A need for constant vigilance
A Arvind Gupta believes that we are at a stage where technology is far ahead of cyber laws and cyber norms. While the UN Group of Government Experts (UNGGE) has proved to be a useful platform to discuss these issues, the absence of “a broader representative platform where contentious issues can be hammered out and consensus arrived at” is absent.
“Unlike the other commons, namely the land, sea and space, wherein international law has grown immediately, cyberspace is still largely lawless. Sustained discussion by international experts is necessary to generate ideas on the way forward towards building a consensus on cyber-security issues,” contends Gupta.
India will, in fact, have to study the evolution of the idea of cyber deterrence. To build an effective cyber-deterrence capability would require robust networks “that can be defended, encouraging comprehensive R&D in the area of cyber-security and strengthening indigenous manufacturing of ICT products”.
Gupta maintains that there is a need to analyse the patterns of cyber-attacks against India so as to adopt suitable counter-measures, “including the capability to conduct cyber operations, if required”.
The country must internalise the “increasingly assertive cyber-security doctrines that are being adopted by other countries” as it works out its own cyber-security doctrines.
Holding that cyber-attacks cannot be seen in isolation, Gupta says that cyberspace today has close links to “other domains of warfare, namely, land, water, air and space” This implies “that cyber-attacks will not be seen merely as that.
The retaliation in non-cyber form, i.e., retaliation through non-cyber means, including possibly military means, cannot be ruled out. Cyber-attacks, as means of warfare, would only enlarge the battle domain. Cyber-warfare may induce states to opt for full-spectrum deterrence”. The book has been divided into two sections - International Perspectives on Cyber-security and Asian Perspectives on Cyber- security.

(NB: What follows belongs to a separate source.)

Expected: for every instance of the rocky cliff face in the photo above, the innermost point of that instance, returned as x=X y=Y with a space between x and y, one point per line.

The book’s editors, Cherian Samuel and Munish Sharma (both with the IDSA), hold that as an economic and geopolitical organisation of eight countries, the South Asian Association for Regional Cooperation (Saarc) can play a pivotal role in capacity-building as well as coordinating cyber-security efforts of all the members facing non-traditional security threats, such as cyber-terrorism ad cyber-crime, from non-state actors to both their populace and businesses.

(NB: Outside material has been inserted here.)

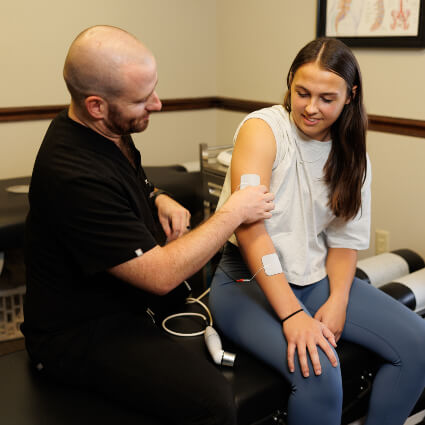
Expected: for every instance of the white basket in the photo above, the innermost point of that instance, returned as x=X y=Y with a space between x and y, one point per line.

Nandkumar Saravade, a former IPS officer who has served as CEO of the Data Security Council of India, points to a rather grim scenario: India lacks the necessary structures and capabilities within the country to understand complex cyber-security issues, and the government has to build the necessary frameworks to engage in consultations with the key stake-holders and develop a position on key cyber-security issues.

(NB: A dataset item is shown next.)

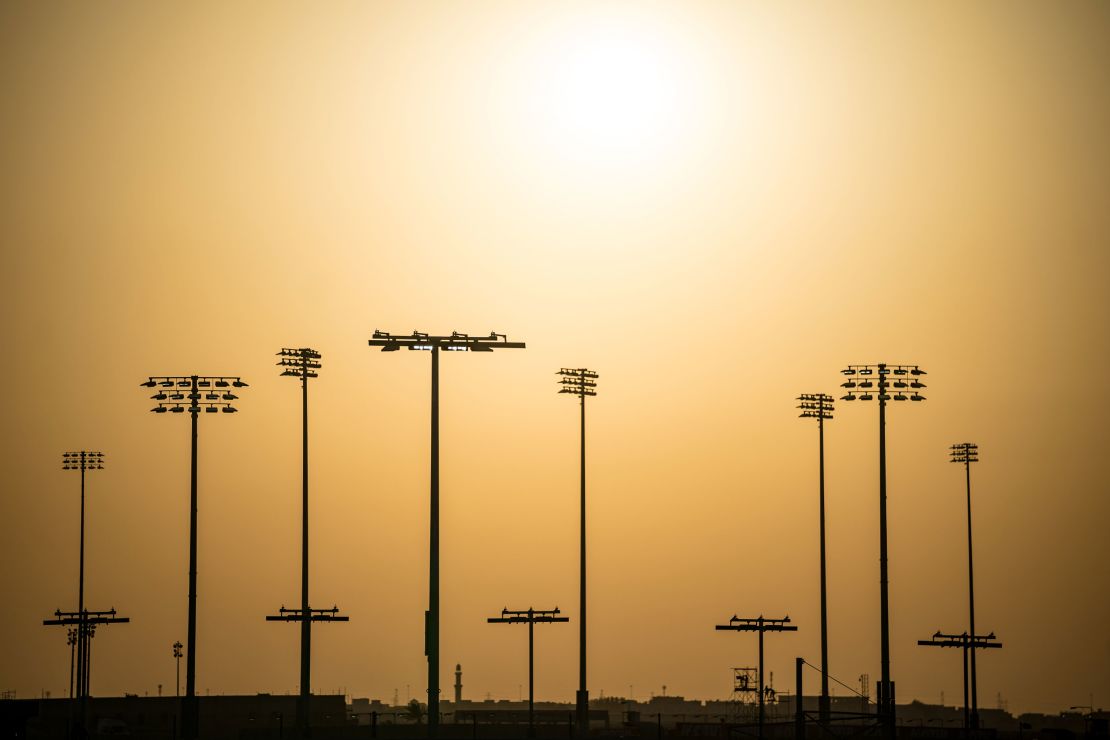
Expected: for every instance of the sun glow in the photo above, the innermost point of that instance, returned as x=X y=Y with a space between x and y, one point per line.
x=619 y=90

Comparing the American and Chinese perspectives on cyber-security, Cuihong Cai, an Associate Professor of International Relations at the Center for American Studies at Shanghai’s Fudan University, contends that over-interpretation of cyber-security risks strengthens the threat cognition, which results in conflicts and control-oriented security practices. It further leads to trust-deficit and weakening of rules, resulting in the self-fulfilling prophecy of heightened cyber conflicts.In sum, this is definitely a “must have” volume.